Closed FanhuaandLuomu closed 1 year ago
Hi! Even In the case of my training model with A100, I confirmed that the total training time of the ms-istft-vits is slow... I have confirmed that ms-istft-vits is slower than mb-istft-vits in training time.
Hi @MasayaKawamura, VITS model suffered from mispronunciation, so it usually has a large CER or WER when compared to other models. Did you see any pronunciation improvements for this model? Anyway, thank you for your amazing work.
Hi @MasayaKawamura , how many steps would the model get a relative good effect in your experiments ? I see in the paper that you trained 800k steps.
Hi @leminhnguyen, thank you for the question. I have not done any comparisons on WER, etc., so I don't know for sure. From the few samples (you can check audio sample on this demo page), I think there are few critical word errors. However, WER depends on the input text length, so I think a detailed analysis is needed.
This paper may be helpful about VITS and WER.
Hi @FanhuaandLuomu, thank you for the question. In the paper, all models were trained at 800k steps to match experimental conditions. I think It is a difficult problem because the hyperparameters and dataset are also related to how many steps are needed to obtain relatively good quality. This is just my opinion, I think you can synthesize a relatively good speech under 800k (I'll have to evaluate the specific number of steps with MOS to be sure).

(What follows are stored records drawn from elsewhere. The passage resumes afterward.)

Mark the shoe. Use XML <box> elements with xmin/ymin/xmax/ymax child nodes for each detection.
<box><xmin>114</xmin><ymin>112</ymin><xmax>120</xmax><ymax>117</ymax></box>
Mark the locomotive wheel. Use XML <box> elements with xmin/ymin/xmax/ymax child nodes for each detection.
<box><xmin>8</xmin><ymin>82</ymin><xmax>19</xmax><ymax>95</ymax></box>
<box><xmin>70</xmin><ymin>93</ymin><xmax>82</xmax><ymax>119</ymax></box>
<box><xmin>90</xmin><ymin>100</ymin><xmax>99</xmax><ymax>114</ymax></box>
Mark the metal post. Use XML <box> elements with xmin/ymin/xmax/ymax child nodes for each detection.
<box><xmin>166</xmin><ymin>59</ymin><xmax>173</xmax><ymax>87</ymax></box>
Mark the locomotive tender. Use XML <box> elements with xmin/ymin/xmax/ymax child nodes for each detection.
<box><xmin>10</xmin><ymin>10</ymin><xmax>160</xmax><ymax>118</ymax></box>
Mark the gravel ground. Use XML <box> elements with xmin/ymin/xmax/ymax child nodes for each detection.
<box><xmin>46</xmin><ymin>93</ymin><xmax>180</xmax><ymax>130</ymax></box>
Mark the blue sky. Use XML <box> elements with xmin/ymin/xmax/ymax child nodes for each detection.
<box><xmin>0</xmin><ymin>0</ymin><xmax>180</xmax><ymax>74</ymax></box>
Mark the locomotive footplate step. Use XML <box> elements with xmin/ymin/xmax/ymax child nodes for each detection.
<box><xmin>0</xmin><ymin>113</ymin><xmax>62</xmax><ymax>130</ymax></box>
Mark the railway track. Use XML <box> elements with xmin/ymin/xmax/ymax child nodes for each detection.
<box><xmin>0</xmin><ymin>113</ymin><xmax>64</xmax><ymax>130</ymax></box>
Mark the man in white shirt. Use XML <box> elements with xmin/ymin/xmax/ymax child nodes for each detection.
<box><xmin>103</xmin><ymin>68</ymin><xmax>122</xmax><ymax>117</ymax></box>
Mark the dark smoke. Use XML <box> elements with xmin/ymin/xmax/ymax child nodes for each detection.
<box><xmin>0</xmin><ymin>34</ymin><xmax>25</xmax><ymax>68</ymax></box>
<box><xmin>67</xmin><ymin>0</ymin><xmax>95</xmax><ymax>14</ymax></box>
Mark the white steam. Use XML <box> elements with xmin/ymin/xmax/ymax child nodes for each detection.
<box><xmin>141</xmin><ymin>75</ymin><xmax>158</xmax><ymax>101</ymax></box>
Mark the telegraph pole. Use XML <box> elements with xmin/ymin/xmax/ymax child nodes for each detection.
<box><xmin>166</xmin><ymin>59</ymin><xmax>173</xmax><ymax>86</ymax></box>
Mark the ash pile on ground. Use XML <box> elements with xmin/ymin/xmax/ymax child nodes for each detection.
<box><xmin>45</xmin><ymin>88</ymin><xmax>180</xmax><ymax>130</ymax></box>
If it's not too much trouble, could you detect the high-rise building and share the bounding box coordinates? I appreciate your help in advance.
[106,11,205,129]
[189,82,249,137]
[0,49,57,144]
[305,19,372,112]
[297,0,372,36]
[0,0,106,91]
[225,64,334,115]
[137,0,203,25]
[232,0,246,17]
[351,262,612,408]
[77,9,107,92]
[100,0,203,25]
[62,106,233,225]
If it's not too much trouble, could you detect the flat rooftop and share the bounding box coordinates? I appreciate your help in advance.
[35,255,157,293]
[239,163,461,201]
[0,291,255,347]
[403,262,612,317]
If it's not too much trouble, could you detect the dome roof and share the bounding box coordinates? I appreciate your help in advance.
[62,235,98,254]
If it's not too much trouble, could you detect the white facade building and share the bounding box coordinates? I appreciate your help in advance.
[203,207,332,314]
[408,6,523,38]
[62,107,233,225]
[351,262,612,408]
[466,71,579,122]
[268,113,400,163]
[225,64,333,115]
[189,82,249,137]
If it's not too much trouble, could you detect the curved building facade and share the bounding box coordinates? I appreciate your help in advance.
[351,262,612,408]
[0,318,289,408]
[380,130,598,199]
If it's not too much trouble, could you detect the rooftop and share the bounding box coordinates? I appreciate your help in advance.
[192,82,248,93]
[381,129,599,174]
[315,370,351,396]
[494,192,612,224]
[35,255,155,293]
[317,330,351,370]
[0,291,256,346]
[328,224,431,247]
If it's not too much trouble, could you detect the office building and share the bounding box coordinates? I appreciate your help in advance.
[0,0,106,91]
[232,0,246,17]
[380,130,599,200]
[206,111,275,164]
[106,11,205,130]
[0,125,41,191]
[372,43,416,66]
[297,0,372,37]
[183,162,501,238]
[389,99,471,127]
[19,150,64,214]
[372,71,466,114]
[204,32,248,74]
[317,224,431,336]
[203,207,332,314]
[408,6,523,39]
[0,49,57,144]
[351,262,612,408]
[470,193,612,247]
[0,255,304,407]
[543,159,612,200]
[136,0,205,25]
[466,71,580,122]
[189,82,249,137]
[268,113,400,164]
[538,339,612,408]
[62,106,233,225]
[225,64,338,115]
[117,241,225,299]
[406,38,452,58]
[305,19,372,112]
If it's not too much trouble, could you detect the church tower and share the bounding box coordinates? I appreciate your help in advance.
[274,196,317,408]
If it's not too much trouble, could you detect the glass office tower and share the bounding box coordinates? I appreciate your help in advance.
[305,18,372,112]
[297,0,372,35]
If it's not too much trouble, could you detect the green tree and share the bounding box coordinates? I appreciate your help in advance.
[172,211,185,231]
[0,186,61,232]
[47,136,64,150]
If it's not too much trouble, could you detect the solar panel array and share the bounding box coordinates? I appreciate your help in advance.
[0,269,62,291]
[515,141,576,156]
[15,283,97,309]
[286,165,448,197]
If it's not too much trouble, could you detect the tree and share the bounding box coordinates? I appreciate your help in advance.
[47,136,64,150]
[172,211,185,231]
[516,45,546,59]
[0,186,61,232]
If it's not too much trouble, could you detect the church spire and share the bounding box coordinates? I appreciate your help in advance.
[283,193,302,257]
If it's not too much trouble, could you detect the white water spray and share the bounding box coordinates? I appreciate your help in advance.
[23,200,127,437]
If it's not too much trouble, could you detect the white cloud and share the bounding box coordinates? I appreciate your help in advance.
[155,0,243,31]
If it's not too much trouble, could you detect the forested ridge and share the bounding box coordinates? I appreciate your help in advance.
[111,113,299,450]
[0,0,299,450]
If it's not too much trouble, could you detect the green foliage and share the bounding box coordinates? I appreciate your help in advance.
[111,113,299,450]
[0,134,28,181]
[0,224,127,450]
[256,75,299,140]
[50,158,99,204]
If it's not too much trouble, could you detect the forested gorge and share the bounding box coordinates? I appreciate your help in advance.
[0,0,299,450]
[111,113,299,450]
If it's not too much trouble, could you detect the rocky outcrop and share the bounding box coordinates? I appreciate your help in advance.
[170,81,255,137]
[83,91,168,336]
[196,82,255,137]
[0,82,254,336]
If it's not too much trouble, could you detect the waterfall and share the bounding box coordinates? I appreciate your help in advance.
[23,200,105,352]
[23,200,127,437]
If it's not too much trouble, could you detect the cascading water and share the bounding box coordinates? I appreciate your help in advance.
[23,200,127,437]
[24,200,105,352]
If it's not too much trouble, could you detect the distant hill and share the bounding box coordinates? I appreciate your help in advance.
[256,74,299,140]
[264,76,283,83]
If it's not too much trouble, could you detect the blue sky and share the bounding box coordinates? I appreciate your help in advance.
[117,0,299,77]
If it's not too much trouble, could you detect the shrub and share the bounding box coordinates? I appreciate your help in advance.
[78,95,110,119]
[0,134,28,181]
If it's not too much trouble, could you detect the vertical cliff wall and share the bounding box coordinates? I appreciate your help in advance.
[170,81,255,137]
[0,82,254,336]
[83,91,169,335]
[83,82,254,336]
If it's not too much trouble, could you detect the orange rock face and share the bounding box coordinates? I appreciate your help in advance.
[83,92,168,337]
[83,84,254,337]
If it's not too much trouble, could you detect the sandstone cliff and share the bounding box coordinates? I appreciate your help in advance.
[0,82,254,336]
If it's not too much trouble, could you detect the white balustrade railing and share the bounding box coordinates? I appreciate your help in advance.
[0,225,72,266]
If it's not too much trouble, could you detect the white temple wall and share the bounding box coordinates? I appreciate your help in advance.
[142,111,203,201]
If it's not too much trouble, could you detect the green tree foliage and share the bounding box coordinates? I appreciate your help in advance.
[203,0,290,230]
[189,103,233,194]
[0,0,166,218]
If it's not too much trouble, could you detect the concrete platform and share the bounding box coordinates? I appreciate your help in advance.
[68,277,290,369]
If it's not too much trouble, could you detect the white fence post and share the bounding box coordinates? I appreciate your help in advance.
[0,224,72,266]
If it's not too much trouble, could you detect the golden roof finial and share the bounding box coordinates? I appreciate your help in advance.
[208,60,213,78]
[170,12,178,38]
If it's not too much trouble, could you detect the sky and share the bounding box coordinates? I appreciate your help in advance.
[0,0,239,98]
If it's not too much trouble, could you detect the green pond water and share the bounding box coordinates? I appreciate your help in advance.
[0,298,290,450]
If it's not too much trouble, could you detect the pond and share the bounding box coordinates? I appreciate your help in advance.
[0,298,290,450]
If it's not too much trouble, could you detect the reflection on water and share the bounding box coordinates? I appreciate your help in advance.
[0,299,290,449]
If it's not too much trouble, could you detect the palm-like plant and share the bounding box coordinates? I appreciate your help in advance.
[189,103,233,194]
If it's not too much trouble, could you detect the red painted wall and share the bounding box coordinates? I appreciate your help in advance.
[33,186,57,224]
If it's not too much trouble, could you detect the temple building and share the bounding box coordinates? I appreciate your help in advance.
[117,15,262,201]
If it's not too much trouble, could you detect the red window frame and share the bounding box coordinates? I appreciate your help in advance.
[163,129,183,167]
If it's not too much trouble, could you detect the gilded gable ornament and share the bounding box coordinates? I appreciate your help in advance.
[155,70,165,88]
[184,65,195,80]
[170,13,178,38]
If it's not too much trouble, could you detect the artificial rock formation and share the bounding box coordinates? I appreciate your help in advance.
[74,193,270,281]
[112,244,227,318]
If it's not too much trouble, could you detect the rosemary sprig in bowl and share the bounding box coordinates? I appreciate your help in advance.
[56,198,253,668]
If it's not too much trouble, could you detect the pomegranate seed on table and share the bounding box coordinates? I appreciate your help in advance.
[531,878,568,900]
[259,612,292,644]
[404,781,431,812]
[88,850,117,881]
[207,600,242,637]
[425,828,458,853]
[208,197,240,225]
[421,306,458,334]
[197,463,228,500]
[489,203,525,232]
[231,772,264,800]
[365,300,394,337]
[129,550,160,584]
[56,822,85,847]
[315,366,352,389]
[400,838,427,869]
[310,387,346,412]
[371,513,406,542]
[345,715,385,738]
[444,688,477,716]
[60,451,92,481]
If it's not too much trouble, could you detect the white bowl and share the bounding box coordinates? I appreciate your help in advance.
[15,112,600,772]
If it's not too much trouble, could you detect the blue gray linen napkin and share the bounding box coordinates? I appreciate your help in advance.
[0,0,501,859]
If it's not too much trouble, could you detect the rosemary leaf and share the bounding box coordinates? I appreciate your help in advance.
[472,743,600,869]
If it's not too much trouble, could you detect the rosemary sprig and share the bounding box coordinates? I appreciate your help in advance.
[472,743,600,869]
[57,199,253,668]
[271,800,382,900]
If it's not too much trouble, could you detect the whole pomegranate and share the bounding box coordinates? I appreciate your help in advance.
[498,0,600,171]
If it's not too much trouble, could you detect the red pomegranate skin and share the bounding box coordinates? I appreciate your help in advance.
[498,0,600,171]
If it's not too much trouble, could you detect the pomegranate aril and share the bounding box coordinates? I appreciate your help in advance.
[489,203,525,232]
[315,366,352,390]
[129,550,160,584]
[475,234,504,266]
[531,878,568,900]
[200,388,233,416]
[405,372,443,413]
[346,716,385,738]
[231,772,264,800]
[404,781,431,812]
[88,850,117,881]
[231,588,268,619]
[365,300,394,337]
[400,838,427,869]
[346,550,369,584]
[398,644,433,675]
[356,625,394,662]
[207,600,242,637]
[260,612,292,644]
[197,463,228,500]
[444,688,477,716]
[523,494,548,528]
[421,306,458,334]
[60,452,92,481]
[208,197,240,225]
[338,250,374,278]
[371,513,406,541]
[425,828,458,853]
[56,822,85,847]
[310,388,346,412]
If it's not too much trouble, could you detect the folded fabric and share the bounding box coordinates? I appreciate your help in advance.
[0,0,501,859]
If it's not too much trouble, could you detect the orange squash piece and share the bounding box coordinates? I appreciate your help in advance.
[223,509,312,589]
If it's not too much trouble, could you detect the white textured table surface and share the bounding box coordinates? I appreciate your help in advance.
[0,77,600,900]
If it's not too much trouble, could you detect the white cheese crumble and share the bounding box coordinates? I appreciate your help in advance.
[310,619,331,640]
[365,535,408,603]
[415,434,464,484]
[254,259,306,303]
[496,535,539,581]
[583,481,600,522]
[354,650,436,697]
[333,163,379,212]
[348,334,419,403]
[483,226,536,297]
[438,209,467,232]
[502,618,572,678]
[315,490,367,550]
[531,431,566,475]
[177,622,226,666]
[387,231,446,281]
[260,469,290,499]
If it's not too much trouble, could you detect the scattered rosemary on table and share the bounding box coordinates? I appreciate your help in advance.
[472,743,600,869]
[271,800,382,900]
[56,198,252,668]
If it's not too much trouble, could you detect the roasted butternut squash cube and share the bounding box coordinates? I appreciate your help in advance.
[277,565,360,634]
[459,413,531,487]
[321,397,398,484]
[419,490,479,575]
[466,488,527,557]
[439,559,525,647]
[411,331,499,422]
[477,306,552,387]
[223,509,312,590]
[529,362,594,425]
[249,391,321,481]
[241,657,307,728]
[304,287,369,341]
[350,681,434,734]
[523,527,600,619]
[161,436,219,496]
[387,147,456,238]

Hi, thanks for your great work. Can you open source your small version model structure,thanks again. @MasayaKawamura
Hi @FanhuaandLuomu I added the config file for Mini-iSTFT-VITS and Mini-MB-iSTFT-VITS that were described in our paper. Please check the configs.
@FanhuaandLuomu @MasayaKawamura I have a problem, how long did it take for you to train 800K steps? Maybe one week?
Hi, @guoyingying432 I think the computation time depends on the hyperparameters, GPU, etc... In the conditions of the paper, it takes about one or two weeks.
HI, can you share your training speed with A100, such as the time cost for each 10k step. i'm training ms-istft-vits, and find it is slower than original vits.